Anders als dort vermerkt würde ich die Reinigung auf folgende Weise angehen:
(TIPP:)
Zuerst mit einem leicht feuchten Tuch und/oder einem Wattestäbchen die Farbreste aus dem Farbbecher entfernen. Anschließend klares Wasser einfüllen, die Nadelkappe sanft in ein Tuch drücken und den Hebel nach hinten ziehen. Nun sollten Blasen in dem Farbbecher aufsteigen, dadurch wird der Kanal 'rückwärts' gereinigt. Das Wasser erneuern und den Vorgang wiederholen, bis keine Farbe mehr aufsteigt. Diesen Vorgang kann man durchaus auch mit Reiniger durchführen und dann die Pistole gut aussprühen. Nun Nadelkappe, Düsenkappe und Steckdüse entfernen und reinigen, Wattestäbchen, Tuch und Reiniger verwenden. Jetzt erst die Nadel entfernen, dazu Griffstück (in der Anleitung hinterer Pistolenkörper) abschrauben, die Nadelfixierschraube lösen und die Nadel nach vorne (im Gegensatz zur Anleitung!) aus der Pistole ziehen und mit einem feuchten Tuch und gegebenenfalls mit Reiniger säubern. Auf diese Weise zieht man nicht noch mehr Farbe in den Kanal der Nadel, denn der lässt sich nur sehr beschwerlich reinigen, sollte aber auch hin und wieder mit Aufmerksamkeit bedacht werden.
Sind alle Teile gereinigt, erfolgt der Zusammenbau. Dazu mit Nadelkappe, Düsenkappe und Steckdüse beginnen und erst dann die Nadel einführen und mit der Schraube fixieren.
Fazit:
Das Preis/Leistungsverhältnis würde ich als gut bezeichnen, schließlich macht das Set auch keinen Hehl daraus wofür es gedacht ist. Wer sich ernsthaft in Airbrush Kunst versuchen will, sollte zu einem besseren Set greifen und vielleicht auch eher nicht von Revell. Die Haltbarkeit muss sich erst noch zeigen, aber ich erwarte nicht, das der Kompressor ewig hält.

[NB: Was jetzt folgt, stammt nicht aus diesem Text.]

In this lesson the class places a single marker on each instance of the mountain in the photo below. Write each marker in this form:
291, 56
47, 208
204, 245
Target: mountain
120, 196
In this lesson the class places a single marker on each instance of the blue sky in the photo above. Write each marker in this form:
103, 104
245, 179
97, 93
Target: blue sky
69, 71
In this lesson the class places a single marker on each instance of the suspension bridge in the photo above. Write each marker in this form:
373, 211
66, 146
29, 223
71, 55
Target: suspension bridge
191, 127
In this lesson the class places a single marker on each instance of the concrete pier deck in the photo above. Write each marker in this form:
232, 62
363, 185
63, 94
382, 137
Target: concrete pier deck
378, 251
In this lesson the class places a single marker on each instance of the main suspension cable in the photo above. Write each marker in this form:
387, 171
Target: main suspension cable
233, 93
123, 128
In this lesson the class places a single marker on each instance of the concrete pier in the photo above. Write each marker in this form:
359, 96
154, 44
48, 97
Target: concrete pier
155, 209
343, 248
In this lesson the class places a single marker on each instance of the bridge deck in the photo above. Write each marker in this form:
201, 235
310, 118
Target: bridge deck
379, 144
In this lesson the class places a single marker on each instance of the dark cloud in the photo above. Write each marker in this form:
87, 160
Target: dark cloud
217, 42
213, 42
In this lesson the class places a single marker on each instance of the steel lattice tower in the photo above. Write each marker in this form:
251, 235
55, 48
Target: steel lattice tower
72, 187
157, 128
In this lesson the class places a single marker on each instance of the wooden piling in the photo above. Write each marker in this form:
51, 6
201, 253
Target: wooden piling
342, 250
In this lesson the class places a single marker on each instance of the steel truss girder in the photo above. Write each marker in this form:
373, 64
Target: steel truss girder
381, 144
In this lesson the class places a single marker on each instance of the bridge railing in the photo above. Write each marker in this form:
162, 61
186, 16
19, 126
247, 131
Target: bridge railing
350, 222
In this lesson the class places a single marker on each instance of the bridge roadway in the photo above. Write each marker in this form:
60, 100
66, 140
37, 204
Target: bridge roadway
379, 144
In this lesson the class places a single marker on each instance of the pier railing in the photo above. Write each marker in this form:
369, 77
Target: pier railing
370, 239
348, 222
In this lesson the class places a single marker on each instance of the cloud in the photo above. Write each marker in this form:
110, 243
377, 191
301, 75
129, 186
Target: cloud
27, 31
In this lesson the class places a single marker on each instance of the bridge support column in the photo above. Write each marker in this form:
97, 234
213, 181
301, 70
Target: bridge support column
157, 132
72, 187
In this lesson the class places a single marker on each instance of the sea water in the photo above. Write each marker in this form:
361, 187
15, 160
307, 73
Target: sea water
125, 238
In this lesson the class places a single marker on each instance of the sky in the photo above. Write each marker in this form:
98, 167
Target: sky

Zum 'Anschnupern' eignet es sich aber dennoch und für den Modellbauer, der seinen Bausätzen ein besseres Finish verpassen will ist es ein guter Tipp.
Aufgrund der etwas schlechten Anleitung (vor allem bei der Reinigung) und weil ich finde, das Revell etwas mehr an Reinigungszubehör hätte beisteuern können, vergebe ich 4 Sterne.